Escribió que sería el día más "epocha" de la historia de América, la "gran fiesta de aniversario" y el "día de la liberación". Se celebraría con "pompa y desfile, espectáculos, juegos, deportes, armas, hogueras e iluminaciones [fuegos artificiales]" y "actos de devoción a Dios Todopoderoso" desde "este momento en adelante para siempre". El único problema es que se equivocó de día, al menos de día de celebración.
Adams supuso que el 2 de julio sería el día nacional de celebración porque ese fue el día en que el Congreso Continental votó realmente a favor de la independencia. Sucedió así.
Un mes antes, Richard Henry Lee, de Virginia, había presentado una resolución según la cual las trece colonias británicas de Norteamérica debían ser estados libres e independientes y debían disolverse todos los vínculos políticos entre las colonias y Gran Bretaña. Sin embargo, la guerra entre ambos ya había comenzado hacía un año en Lexington, Concord y Breed's Hill. Pero incluso ahora el voto por la independencia seguía siendo incierto.
El 1 de julio, un "voto de paja" reveló nueve colonias a favor de la independencia, dos en contra, una abstención y una "dividida". Nueva York se abstuvo porque sus delegados no habían recibido instrucciones de Albany sobre cómo votar. Carolina del Sur y Pensilvania votaron "no", pero cada vez estaba más claro que podrían cambiar de postura cuando se celebrara la votación final. El Congreso había acordado que la votación debía ser unánime de los estados, por lo que el único "dividido", Delaware, era fundamental.

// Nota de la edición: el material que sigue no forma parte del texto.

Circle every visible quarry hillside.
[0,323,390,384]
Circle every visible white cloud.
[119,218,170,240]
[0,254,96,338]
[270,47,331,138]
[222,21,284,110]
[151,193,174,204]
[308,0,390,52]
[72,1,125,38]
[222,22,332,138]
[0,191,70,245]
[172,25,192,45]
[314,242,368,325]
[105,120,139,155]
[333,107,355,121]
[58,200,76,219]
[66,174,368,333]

La pequeña colonia había enviado tres delegados al Congreso; la mayoría de ellos decidiría cómo emitir el único voto de la colonia. Thomas McKean apoyaba la independencia; George Read votaría "no"; y Caesar Rodney estaba ausente, llamado a casa varios días antes para ocuparse de un acuciante asunto local. Pero ahora, en esta etapa crítica, había que romper el "punto muerto de Delaware".
McLean abandonó la reunión, cruzó la calle hasta la sede de un servicio privado de mensajería y contrató a un mensajero urgente para que entregara un mensaje a Rodney; su presencia era urgentemente necesaria al día siguiente, 2 de julio, cuando la votación sobre la independencia estaba prevista para primera hora de la tarde.
Despertado poco después de medianoche, Rodney leyó la nota de McLean, ordenó a su mozo de cuadra que preparara su caballo, se envolvió en un paño de seda verde la dolorosa llaga cancerosa que tenía en la cara y emprendió el viaje de ochenta millas de Dover a Filadelfia. Difícil con buen tiempo, la falta de puentes sobre arroyos y ríos crecidos bajo una lluvia torrencial, campos abiertos empapados de barro y densos bosques hicieron aún más traicionera la histórica cabalgata. A pesar de todo, Rodney llegó a Filadelfia con sólo unos instantes de margen.
John Hancock, Presidente del Congreso, era consciente de los esfuerzos de McKean por conseguir a Rodney, y retrasó la votación todo lo posible centrándose en asuntos rutinarios, pero el tiempo se agotaba. Finalmente, un jinete solitario, con la ropa y las botas de montar empapadas y salpicadas de barro, tomó asiento y fue recibido por su amigo, cuyas únicas palabras fueron: "Gracias a Dios que estás aquí".
Cuando la votación nominal de las colonias llegó a Delaware, McKean votó "sí"; Read votó "no"; y Rodney, todavía con su fusta en la mano, votó "sí", sellando el voto por la independencia.
Dos días después, Rodney escribió a su hermano Thomas: "Llegué al Congreso, aunque detenido por los truenos y la lluvia, a tiempo para dar mi voz en el asunto de la independencia... Ya hemos terminado toda la declaración y ordenado que se imprima para que pronto tengas el placer de leerla."
Entonces, ¿por qué celebramos el 4 de julio en lugar del 2 de julio? La carta de Rodney nos da la pista, sencillamente porque el 4 de julio el Congreso adoptó formalmente el lenguaje de la Declaración de Independencia.
En cuanto a Rodney, ayudó a defender Delaware durante la Guerra de la Independencia como general de brigada, llegó a ser gobernador de Delaware y está conmemorado en la moneda de 25 centavos del Estado de Delaware, que puede estar en tu bolsillo mientras lees esto. Recuerde que su voto marcó la diferencia.